Of course, a global push with leadership from governments (and, in a real fantasy world, industry) would be the most effective way to combat this potentially existential issue. While I certainly don’t underestimate the power that regulations, carbon taxes, and other instruments of government could have, I also don’t want to underestimate what a mass movement of lifestyle choices could make. We are not dependent on corrupt and compromised politicians to change the world, and, in fact, we are insane to think we should. That ship has sailed, in this country at least. We live in a full blown plutocracy now, and the industrialists pimping our high-dollar Congressional escorts for all they're worth surely have no interest in changing anything that keeps their personal wealth-sucking machinery running day and night.
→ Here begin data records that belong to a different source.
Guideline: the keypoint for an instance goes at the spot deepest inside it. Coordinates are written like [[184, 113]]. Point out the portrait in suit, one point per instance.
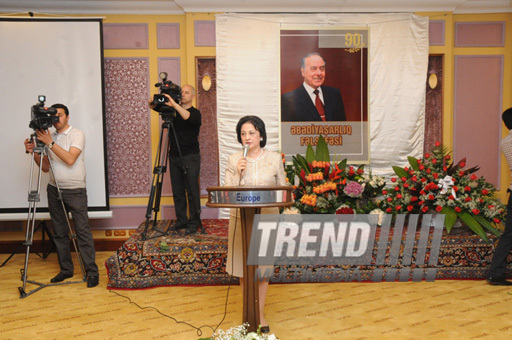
[[313, 101]]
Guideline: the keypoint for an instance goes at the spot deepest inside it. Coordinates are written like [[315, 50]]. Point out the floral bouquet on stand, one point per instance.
[[327, 188], [437, 184]]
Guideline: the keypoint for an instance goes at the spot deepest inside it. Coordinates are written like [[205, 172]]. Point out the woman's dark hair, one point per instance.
[[507, 118], [61, 106], [258, 125]]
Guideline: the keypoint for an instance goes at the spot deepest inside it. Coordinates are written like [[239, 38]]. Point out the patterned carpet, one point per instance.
[[200, 259]]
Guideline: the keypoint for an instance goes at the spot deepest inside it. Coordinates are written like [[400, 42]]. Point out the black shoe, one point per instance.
[[499, 281], [175, 226], [60, 277], [92, 281]]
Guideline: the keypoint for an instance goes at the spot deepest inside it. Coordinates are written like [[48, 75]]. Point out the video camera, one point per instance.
[[159, 100], [42, 117]]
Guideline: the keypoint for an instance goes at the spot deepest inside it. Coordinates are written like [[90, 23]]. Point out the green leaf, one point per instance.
[[468, 219], [301, 164], [400, 172], [450, 219], [343, 164], [310, 154], [488, 225], [322, 150], [413, 161]]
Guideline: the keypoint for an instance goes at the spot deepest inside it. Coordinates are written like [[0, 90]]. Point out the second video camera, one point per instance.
[[159, 100], [42, 118]]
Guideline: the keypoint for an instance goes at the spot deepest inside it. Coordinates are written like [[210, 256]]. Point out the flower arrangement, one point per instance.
[[436, 183], [240, 333], [328, 188]]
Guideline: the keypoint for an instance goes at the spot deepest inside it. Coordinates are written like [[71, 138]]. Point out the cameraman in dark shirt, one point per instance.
[[186, 126]]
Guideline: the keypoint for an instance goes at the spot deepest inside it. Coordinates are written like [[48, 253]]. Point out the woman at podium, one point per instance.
[[253, 166]]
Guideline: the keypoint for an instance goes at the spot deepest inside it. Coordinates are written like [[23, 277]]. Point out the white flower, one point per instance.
[[380, 213], [291, 211]]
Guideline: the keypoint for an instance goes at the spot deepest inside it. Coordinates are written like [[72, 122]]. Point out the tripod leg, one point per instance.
[[161, 161], [33, 198]]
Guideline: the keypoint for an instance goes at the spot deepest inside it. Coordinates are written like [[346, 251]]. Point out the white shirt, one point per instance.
[[68, 177]]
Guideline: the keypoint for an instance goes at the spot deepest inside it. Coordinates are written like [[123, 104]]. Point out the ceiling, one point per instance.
[[165, 7]]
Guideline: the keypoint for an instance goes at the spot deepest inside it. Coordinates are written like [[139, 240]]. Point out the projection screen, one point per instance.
[[63, 60]]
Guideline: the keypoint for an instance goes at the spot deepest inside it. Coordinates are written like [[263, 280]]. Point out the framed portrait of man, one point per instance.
[[324, 91]]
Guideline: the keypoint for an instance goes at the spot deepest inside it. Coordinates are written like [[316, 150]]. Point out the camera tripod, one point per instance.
[[161, 162], [33, 198], [45, 231]]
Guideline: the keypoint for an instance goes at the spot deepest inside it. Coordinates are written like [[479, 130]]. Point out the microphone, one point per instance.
[[246, 149]]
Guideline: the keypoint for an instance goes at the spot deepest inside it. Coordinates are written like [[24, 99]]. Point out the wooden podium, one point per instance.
[[249, 200]]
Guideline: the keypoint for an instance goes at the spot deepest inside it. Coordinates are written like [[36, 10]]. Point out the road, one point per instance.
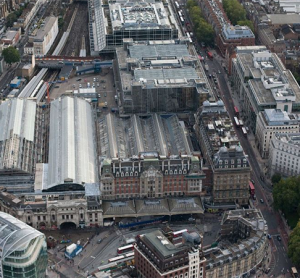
[[263, 191]]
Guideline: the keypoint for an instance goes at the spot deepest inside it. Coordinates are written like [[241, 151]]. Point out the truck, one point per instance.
[[73, 250], [103, 104], [210, 55]]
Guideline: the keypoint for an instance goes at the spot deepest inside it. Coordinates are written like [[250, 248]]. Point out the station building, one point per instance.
[[159, 76], [142, 21]]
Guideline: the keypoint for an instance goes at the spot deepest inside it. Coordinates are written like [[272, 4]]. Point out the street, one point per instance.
[[263, 191]]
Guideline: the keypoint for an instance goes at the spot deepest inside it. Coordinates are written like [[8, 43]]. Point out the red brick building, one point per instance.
[[233, 36], [156, 256]]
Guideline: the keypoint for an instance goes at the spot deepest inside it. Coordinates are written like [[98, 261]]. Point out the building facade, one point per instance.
[[222, 152], [157, 257], [284, 154], [243, 244], [262, 82], [143, 21], [231, 176], [160, 161], [159, 76], [152, 176], [232, 36], [273, 121], [18, 136], [80, 207], [23, 249]]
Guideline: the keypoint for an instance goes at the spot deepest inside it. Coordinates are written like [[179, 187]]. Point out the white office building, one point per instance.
[[271, 121], [284, 154]]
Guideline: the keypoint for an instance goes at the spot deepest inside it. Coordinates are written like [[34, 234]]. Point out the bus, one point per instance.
[[236, 121], [236, 111], [179, 233], [130, 254], [251, 189], [189, 37], [294, 272], [115, 259], [125, 249], [244, 131], [210, 55]]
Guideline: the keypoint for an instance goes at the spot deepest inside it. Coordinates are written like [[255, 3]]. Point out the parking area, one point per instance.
[[102, 82]]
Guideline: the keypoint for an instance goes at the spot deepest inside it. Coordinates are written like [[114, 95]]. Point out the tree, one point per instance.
[[11, 18], [234, 10], [294, 245], [248, 23], [276, 178], [286, 194], [11, 55]]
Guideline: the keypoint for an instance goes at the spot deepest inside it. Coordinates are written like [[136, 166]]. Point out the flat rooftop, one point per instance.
[[161, 64], [280, 19], [270, 79], [43, 31], [138, 15]]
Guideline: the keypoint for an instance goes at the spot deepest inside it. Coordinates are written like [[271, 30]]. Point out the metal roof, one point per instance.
[[128, 136], [14, 234], [163, 74], [17, 116], [72, 151]]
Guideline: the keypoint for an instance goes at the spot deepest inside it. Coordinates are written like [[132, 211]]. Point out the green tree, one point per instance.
[[286, 194], [248, 23], [10, 19], [276, 178], [294, 245], [11, 55], [234, 10]]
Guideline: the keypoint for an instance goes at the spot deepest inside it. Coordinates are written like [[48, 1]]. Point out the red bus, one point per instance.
[[251, 188], [178, 233], [125, 249], [236, 111], [236, 121], [244, 131], [210, 55]]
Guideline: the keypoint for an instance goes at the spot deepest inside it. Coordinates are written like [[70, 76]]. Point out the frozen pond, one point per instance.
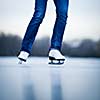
[[77, 79]]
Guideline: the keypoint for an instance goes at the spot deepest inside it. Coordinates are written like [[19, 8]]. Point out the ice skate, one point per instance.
[[23, 57], [56, 57]]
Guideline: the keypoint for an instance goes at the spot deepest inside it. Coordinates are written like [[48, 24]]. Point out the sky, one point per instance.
[[83, 18]]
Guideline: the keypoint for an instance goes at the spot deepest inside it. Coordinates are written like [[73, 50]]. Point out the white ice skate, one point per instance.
[[23, 57], [56, 57]]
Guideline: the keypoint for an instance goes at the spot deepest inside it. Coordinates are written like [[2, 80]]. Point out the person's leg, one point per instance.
[[61, 19], [40, 8]]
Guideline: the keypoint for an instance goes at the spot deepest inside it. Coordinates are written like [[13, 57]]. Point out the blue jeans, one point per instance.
[[59, 27]]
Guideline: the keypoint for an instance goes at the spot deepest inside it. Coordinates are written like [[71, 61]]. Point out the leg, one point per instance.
[[40, 8], [59, 27]]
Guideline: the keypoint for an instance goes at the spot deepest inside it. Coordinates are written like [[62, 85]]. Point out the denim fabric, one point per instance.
[[59, 27]]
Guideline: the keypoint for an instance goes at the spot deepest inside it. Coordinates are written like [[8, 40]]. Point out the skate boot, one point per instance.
[[23, 57], [56, 57]]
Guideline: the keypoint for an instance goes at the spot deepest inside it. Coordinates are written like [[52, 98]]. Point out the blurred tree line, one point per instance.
[[10, 46]]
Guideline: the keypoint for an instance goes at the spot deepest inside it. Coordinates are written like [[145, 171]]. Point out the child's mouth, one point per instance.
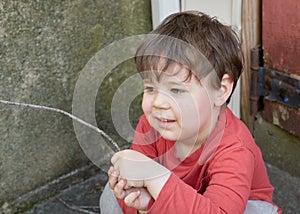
[[164, 122]]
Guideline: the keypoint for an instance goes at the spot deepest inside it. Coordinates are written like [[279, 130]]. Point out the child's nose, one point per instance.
[[161, 100]]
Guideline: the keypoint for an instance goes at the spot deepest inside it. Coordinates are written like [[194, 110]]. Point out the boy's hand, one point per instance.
[[139, 171], [137, 198]]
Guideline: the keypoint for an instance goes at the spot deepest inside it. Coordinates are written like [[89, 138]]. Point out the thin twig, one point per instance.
[[76, 208], [112, 142]]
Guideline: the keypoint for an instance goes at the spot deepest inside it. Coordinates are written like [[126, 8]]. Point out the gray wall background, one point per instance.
[[43, 47]]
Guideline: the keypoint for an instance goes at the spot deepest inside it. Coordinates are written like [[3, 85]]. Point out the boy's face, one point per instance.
[[178, 108]]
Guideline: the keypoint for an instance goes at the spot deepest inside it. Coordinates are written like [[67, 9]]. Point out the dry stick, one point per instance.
[[116, 148]]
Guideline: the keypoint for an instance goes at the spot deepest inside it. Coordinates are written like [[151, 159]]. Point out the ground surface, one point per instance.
[[84, 197]]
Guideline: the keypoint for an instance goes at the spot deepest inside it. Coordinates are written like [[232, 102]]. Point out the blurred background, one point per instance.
[[44, 45]]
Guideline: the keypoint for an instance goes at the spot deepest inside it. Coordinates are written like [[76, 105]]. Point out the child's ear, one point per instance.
[[224, 91]]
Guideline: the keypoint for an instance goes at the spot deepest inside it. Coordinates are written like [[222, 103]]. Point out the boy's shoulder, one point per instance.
[[237, 134]]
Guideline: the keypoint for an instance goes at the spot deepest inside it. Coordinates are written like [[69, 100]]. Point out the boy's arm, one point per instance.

In America at least, the problem of climate change is one of laziness, both in terms of electoral efforts and personal sacrifices.

The abject laziness with which American citizens approach their civic duties has decayed our democracy to a rusted-out, skeletal shell of what a truly informed and engaged citizenry should look like. We have gladly traded the vocation of journalism for the distractions of Candy Crush and Facebook. In tandem, the laziness with which fossil fuels have allowed us to live our lives for these last 100 years, the tiniest blip of human history, has coalesced with our political lethargy to generate a perfect storm of gluttonous apathy.  Eventually, this storm will literally drown, blow, and shake us out of our complacency, the only question is how widespread the destruction?

I say all of this less in judgement of we humans than in simple recognition. As stated, I am undoubtedly lazy in my lifestyle habits, too. The inertia of well-worn monied pathways and day-to-day consumer convenience is simply too great to break without crisis, which we are rapidly courting with acidic oceans, sea-level risings, the sixth great extinction looming, and more. Nothing will change until those with the most to lose, including middle and even working class Americans, are pained more by doing nothing than by doing something. It could be too late at that point, but none of us can accurately predict the future. 

Until then, we have a beautiful, meaningful, and inspiriting record of protest from yesterday. I see it, however, more as a work of art than as an act with any real political potency. I would like to think, however, that art is more powerful and enduring than politics. After all, we can all elect to be artists. It is the politicians who are, by definition, dependent on the approval of others to maintain their employment.